8 Tips: How to Graduate with Minimum Debt in Toronto

As you start saving and seeing thousands in your bank account you may think you have enough to spare but don’t fall for the trap! If your tuition is $8,000/year multiple for 4 years it’ll cost roughly $32,000 for tuition alone. This is if you’re a domestic student, international students costs are much higher.

I’ve shared a completely FREE worksheet to get you closer to graduating debt-free. Try creating a similar chart as the one at the bottom of this page for yourself.

TIP #1: Work backwards: Figure out how much you’ll owe over the 3-4 years and then get rid of it!

Roughly estimate how much your program will cost you. Try to find a program with an internship or paid co-op opportunity (you’ll be able to gain $8,000-$10,000 from this)

Complete the Graduate with Minimum Debt spreadsheet, review it once a year. Put a reminder in your phone’s calendar to be repeated annually right now. You can thank me once you graduate and end up travelling while others pay off OSAP or car payments.
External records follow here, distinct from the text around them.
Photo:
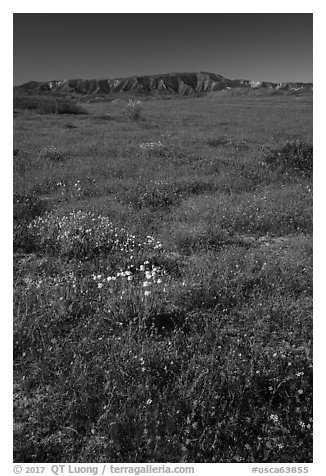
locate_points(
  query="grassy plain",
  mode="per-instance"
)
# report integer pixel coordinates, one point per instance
(163, 283)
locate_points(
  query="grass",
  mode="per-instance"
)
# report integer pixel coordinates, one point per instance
(163, 282)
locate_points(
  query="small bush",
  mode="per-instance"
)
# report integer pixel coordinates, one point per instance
(133, 110)
(292, 157)
(48, 105)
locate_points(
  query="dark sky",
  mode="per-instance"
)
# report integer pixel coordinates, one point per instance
(270, 47)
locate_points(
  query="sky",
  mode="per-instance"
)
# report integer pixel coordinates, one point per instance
(261, 47)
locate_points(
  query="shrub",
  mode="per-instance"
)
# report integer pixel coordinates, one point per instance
(48, 105)
(133, 110)
(294, 156)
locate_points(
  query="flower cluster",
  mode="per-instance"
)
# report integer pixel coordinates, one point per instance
(146, 276)
(81, 234)
(151, 145)
(51, 152)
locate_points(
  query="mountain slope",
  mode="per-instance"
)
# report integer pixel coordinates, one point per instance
(173, 83)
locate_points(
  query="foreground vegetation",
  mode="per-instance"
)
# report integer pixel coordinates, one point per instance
(163, 281)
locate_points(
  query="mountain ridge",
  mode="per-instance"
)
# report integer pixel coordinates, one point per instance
(167, 83)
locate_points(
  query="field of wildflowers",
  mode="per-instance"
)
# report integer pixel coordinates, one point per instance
(163, 282)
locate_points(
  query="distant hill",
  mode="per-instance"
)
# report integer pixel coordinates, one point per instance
(184, 84)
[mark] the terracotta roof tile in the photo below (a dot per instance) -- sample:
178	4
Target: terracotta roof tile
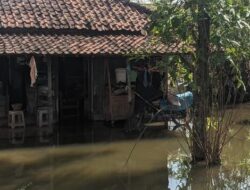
100	15
79	44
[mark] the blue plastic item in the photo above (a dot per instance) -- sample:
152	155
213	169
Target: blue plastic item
185	99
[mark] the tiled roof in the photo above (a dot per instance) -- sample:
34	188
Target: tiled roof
99	15
79	44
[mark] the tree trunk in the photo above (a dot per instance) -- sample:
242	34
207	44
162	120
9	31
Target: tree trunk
202	86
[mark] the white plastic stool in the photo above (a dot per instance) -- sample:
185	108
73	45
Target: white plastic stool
16	119
17	135
43	116
45	134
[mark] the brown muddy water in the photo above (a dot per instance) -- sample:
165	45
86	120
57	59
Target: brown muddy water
159	162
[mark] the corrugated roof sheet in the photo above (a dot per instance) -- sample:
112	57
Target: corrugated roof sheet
99	15
79	44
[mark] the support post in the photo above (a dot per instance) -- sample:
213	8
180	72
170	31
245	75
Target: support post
50	98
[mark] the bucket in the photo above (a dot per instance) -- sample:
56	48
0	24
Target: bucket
121	75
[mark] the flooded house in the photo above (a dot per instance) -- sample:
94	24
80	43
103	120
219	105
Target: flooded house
60	58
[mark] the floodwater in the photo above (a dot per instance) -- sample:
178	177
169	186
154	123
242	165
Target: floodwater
158	162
TIP #2: If you’re in high school get a summer job and save every dollar – this will help you also land a position on campus for part-time work

TIP #3: Apply for a Work-Study position on campus IMMEDIATELY

TIP #4: Stay home now so you don’t need to after you graduate

  • Colleges and universities in Toronto are definitely commuter schools. Take advantage of it. You can still spend time on campus without needing to living on residence.
  • The average cost for a 4-year degree for someone living away from home is probably close to $90, 000 compared to about $50,000 for someone living at home. The person living at home can save about $40,000 over the four years. Imagine what you can do after graduating with $40,000 in your bank? Invest in a property? Travel?

TIP #5: Buy Used Books or Borrow & Sell Your Books IMMEDIATELY!
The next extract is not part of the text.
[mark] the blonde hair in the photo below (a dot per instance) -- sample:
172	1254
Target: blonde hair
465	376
You may think it’s a hassle to find books online but it is much easier than you think!

  • On Facebook, search the marketplace or join your university groups. Sometimes you can even purchase notes with the textbooks!
  • Search Kijiji and make sure you meet people on campus or in a public place
  • Some professors will pressure you to buy the latest version, but most times there isn’t a significant change. Look into whether you can use an older (and cheaper) version without missing out on any key information (99% of the time you can!)
  • Borrow from the library or grab e-books
  • Sell your books immediately at the end of semester, use that money to buy your next semester books 

TIP #6: Take advantage of tax deductions & tax credits

  • Both federal and provincial governments offer tax deductions and tax credits for things like tuition fees, books and more
  • When you get your tax credit, transfer it to your SAVINGS ACCOUNT or in other words DON’T SPEND IT

TIP #7: Use your student card

  • Okay you really want to go out for your friend’s birthday. Why not enjoy a good meal for a discount? Many businesses offer discounts to students, so take advantage!
  • Check with your school’s student association for a list of local businesses that offer student discounts.
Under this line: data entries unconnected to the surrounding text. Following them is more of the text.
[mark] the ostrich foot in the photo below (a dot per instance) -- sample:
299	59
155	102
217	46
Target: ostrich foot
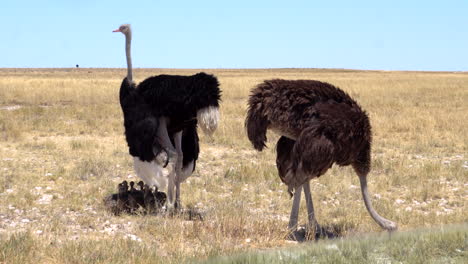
298	235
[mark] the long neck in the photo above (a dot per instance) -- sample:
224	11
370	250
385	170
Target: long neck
128	44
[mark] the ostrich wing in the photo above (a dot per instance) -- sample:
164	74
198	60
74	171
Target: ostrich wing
310	156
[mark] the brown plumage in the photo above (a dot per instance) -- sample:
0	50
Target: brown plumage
320	125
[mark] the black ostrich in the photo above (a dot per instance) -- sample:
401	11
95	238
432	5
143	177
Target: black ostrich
160	118
319	125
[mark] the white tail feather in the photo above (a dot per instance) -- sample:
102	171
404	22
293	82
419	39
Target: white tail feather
208	118
151	173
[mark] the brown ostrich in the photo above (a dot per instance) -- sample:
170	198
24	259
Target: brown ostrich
319	125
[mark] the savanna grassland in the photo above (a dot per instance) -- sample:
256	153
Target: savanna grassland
62	150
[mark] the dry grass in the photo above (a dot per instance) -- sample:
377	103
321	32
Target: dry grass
62	150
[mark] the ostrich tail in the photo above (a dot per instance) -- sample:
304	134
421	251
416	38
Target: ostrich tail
256	125
208	118
126	88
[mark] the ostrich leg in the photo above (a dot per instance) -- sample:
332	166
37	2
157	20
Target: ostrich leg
310	208
295	209
178	168
384	223
165	141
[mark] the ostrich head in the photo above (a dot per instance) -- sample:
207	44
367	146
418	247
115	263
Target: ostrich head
124	29
127	31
TIP #8: Pay off your OSAP right after you graduate

  • Most students are aware of a six-month grace period but few realize that interest will start to accumulate over the six months!
  • Below I show you a VERY simple chart but it is do-able if you put your mind with the additional factors you may need to consider for yourself

Debt-Free Graduation: Example

Kira is in her last year of high school (Sep 2019-June 2020). She comes from a low-middle class family where both parents make minimum wage. Her parents opened a RESP for Kira when she was born and invested $50 every month. When she enters post-secondary, Kira will receive $10,000.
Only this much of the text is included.